Moreover 1.6 ATA HBO was found to minimize extracellular histone-induced apoptosis in the peri-lesioned brain tissue showing significant effects at 24 and 48 hours post-injury a protective role not seen in the 2.2 ATA group. Functional outcomes also favored the lower pressure as rats treated with 1.6 ATA HBO demonstrated improved neurological function scores (mNSS) within 48 hours following TBI whereas the 2.2 ATA group did not show significant differences from the TBI-only group.

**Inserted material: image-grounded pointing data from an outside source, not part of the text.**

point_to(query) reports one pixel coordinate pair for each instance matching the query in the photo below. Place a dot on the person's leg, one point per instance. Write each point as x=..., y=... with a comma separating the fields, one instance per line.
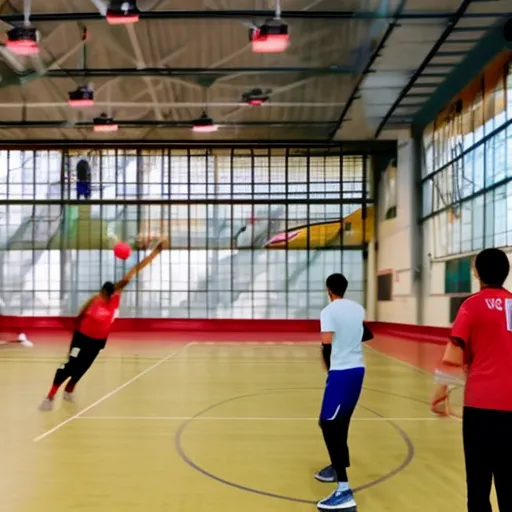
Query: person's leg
x=342, y=392
x=85, y=359
x=477, y=435
x=64, y=371
x=502, y=458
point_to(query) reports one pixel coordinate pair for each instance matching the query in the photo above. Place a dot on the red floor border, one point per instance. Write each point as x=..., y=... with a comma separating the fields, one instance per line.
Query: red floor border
x=296, y=329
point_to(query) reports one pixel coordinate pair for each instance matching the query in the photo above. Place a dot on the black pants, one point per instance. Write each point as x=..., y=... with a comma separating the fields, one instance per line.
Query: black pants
x=82, y=353
x=488, y=452
x=335, y=434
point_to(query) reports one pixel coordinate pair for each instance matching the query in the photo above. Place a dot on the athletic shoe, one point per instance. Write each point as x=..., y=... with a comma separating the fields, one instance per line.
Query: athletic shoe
x=46, y=405
x=339, y=500
x=68, y=397
x=326, y=475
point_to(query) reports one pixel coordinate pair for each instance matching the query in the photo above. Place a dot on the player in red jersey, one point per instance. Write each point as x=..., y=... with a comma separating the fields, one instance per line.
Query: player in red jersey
x=481, y=343
x=93, y=326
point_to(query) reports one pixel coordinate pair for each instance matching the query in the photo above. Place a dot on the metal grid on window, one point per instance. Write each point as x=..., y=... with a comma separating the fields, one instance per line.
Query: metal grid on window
x=250, y=234
x=467, y=188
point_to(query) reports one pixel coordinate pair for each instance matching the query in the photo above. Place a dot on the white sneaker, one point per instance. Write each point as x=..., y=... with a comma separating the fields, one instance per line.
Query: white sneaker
x=68, y=397
x=46, y=405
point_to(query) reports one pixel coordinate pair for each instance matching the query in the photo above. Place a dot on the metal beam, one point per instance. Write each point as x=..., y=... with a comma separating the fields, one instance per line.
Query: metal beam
x=426, y=61
x=348, y=147
x=162, y=124
x=170, y=104
x=245, y=14
x=212, y=72
x=367, y=69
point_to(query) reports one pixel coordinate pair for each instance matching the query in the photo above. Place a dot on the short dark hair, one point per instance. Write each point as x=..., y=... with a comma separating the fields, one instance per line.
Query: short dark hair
x=492, y=267
x=108, y=288
x=337, y=284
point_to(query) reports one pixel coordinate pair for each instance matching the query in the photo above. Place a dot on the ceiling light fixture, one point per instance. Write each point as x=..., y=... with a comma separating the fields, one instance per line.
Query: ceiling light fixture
x=204, y=124
x=122, y=12
x=23, y=41
x=272, y=36
x=256, y=97
x=82, y=97
x=105, y=124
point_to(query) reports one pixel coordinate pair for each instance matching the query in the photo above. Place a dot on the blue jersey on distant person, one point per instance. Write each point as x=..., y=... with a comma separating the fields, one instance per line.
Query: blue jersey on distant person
x=344, y=318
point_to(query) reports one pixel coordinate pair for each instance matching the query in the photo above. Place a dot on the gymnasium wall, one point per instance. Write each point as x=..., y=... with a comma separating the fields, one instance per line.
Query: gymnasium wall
x=250, y=233
x=392, y=256
x=466, y=194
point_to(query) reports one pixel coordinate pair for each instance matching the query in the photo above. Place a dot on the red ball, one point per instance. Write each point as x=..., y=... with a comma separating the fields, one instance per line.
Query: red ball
x=122, y=250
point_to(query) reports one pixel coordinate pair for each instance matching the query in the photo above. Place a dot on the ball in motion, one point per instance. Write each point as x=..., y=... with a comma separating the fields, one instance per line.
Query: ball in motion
x=122, y=250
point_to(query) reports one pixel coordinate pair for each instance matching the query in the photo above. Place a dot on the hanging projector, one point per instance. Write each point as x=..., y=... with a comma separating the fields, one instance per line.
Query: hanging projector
x=82, y=97
x=204, y=124
x=256, y=97
x=122, y=12
x=271, y=37
x=104, y=124
x=23, y=41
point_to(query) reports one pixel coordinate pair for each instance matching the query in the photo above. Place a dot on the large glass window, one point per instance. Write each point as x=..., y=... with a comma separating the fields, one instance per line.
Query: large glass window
x=250, y=234
x=466, y=183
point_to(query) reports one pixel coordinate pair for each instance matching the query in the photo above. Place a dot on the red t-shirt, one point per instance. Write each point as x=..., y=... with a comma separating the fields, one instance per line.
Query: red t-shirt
x=99, y=316
x=484, y=325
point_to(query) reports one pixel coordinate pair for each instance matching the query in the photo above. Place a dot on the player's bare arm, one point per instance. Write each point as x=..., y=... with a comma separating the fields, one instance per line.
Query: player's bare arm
x=120, y=285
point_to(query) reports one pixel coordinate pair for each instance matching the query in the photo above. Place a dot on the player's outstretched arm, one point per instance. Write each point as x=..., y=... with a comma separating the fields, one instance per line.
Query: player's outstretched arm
x=120, y=285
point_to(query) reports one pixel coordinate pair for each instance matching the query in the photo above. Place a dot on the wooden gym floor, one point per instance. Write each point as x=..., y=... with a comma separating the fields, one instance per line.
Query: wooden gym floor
x=184, y=425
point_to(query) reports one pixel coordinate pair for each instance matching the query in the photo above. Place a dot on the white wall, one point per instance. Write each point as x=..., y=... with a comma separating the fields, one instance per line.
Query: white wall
x=395, y=242
x=397, y=245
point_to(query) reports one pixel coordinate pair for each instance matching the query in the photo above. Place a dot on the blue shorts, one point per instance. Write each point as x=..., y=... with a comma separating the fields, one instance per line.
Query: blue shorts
x=342, y=391
x=83, y=188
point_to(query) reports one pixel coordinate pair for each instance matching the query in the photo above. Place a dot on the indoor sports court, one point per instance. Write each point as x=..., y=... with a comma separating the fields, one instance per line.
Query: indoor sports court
x=212, y=424
x=198, y=169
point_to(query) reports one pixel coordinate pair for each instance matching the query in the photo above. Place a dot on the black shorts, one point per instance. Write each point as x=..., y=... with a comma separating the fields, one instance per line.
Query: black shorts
x=82, y=341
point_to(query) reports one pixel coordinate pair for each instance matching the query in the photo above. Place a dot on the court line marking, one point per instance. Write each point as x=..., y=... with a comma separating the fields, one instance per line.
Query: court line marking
x=239, y=418
x=110, y=394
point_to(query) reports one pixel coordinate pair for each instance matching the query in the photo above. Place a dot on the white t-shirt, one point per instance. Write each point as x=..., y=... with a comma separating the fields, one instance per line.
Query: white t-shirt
x=345, y=319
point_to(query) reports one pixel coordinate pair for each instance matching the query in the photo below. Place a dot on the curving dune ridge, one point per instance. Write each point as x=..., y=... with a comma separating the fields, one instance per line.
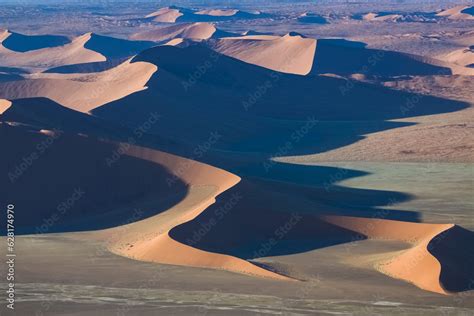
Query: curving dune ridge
x=428, y=261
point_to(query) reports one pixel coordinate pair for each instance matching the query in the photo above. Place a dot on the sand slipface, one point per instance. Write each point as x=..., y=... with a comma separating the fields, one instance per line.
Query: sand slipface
x=72, y=53
x=82, y=91
x=291, y=53
x=4, y=105
x=166, y=15
x=198, y=30
x=140, y=192
x=458, y=13
x=423, y=263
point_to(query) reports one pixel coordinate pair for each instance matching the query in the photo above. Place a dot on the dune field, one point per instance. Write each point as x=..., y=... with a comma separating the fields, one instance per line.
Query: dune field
x=284, y=159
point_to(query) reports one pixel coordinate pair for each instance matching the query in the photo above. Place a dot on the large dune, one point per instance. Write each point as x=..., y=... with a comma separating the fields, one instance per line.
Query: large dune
x=174, y=14
x=44, y=58
x=81, y=91
x=425, y=263
x=463, y=57
x=87, y=48
x=295, y=54
x=197, y=30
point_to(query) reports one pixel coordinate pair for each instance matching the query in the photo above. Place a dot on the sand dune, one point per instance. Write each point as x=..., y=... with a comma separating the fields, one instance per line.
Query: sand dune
x=23, y=43
x=4, y=105
x=463, y=57
x=312, y=18
x=40, y=59
x=82, y=92
x=291, y=53
x=87, y=48
x=174, y=14
x=166, y=15
x=458, y=13
x=427, y=260
x=166, y=189
x=185, y=31
x=295, y=54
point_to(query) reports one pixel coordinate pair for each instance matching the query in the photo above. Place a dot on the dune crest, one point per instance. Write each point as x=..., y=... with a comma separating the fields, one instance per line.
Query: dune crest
x=423, y=263
x=291, y=53
x=149, y=239
x=4, y=105
x=41, y=59
x=82, y=92
x=458, y=13
x=165, y=15
x=198, y=30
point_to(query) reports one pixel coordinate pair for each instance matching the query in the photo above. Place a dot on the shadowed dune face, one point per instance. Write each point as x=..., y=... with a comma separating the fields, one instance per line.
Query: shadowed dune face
x=296, y=213
x=24, y=43
x=113, y=48
x=82, y=91
x=252, y=100
x=97, y=190
x=458, y=13
x=183, y=30
x=174, y=14
x=453, y=248
x=258, y=97
x=333, y=56
x=87, y=48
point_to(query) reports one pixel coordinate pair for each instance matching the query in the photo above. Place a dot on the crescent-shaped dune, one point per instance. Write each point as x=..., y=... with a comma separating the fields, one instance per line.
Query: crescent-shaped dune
x=196, y=30
x=458, y=13
x=463, y=57
x=4, y=105
x=291, y=53
x=377, y=17
x=82, y=92
x=428, y=258
x=296, y=54
x=40, y=59
x=167, y=191
x=165, y=15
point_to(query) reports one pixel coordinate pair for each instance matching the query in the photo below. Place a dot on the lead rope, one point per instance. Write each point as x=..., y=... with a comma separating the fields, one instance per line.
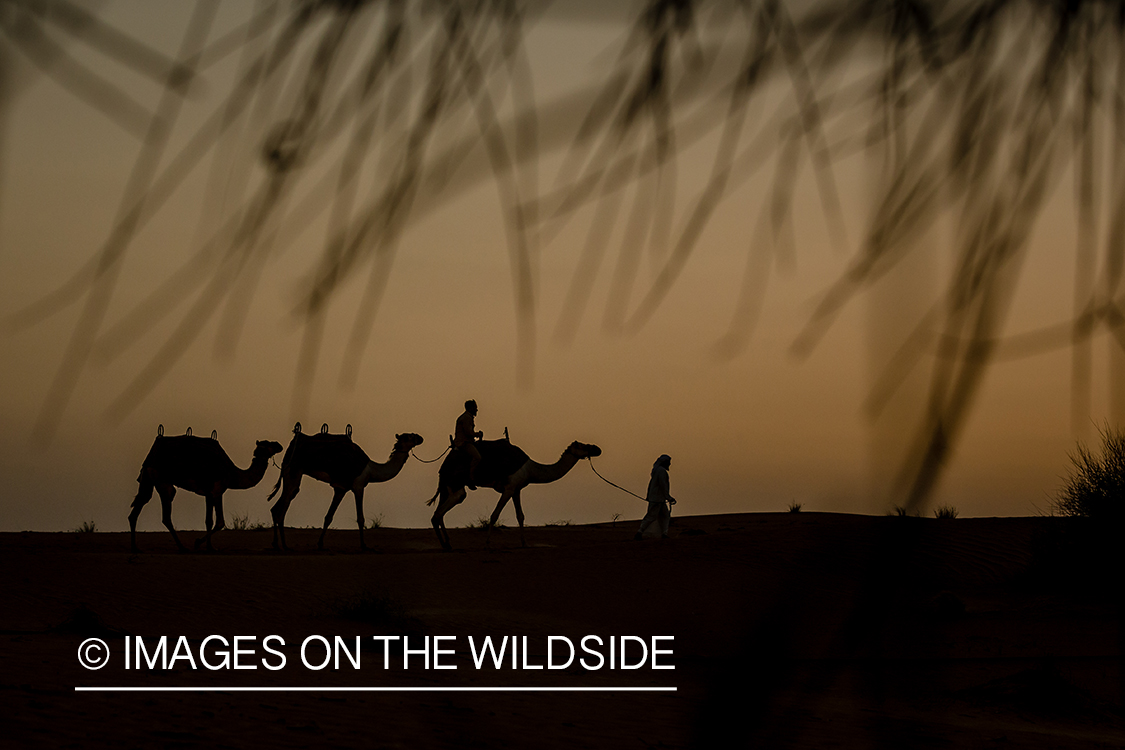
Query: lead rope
x=610, y=482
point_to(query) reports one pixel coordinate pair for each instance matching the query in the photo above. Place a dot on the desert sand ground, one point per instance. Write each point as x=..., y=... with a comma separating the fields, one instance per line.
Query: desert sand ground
x=791, y=631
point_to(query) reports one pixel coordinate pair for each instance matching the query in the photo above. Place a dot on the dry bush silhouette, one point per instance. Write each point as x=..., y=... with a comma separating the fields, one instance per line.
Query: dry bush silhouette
x=374, y=115
x=1096, y=485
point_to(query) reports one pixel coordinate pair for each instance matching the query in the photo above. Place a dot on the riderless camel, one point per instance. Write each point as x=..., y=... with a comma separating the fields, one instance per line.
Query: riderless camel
x=340, y=462
x=199, y=466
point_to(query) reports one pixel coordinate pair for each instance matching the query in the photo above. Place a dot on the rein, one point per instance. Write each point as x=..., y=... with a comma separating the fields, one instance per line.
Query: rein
x=610, y=482
x=431, y=460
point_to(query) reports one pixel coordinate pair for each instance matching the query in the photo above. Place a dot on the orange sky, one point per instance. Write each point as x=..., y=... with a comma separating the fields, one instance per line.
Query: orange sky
x=754, y=433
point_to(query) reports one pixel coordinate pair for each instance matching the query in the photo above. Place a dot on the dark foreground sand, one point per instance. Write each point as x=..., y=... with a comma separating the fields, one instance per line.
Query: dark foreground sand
x=791, y=631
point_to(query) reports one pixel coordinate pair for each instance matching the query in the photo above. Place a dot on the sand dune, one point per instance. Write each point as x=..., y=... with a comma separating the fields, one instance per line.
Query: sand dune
x=792, y=630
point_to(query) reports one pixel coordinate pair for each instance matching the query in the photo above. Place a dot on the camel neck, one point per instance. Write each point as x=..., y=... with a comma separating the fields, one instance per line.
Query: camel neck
x=540, y=473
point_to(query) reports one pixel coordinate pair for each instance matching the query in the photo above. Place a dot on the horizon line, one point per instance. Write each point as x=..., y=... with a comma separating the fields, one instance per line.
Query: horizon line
x=495, y=688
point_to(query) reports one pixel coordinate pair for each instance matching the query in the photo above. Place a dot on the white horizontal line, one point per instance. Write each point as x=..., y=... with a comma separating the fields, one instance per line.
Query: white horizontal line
x=371, y=689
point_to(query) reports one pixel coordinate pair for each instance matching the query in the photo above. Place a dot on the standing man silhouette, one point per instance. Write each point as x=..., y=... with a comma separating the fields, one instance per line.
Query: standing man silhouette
x=465, y=433
x=659, y=498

Overall the findings suggest that HBOT at lower pressure (1.6 ATA) is more effective in mitigating early-stage secondary brain injury by inhibiting pro-inflammatory and cytotoxic actions of extracellular histones and reducing apoptosis. These results support the notion that 1.6 ATA may be a preferable pressure protocol for treating TBI to achieve optimal therapeutic benefits.

Conclusion

In conclusion this study demonstrates that hyperbaric oxygen therapy (HBOT) at a lower pressure of 1.6 ATA is more beneficial for treating traumatic brain injuries (TBI) in rats compared to a higher pressure of 2.2 ATA. Specifically 1.6 ATA HBOT significantly reduced the levels of extracellular histones (H1 H2A H4) and NF-κB key markers associated with inflammation and cell damage whereas 2.2 ATA did not show such substantial effects. Moreover 1.6 ATA HBOT was effective in decreasing apoptosis in nerve cells and improving neurological function within the critical first 48 hours after injury. These findings suggest that lower pressure HBOT may provide a protective role by inhibiting both cytotoxic and pro-inflammatory actions of histones early after brain injury thus contributing to better outcomes in the recovery phase of TBI. As research progresses these results emphasize the importance of optimizing HBOT protocols to achieve maximum therapeutic benefits.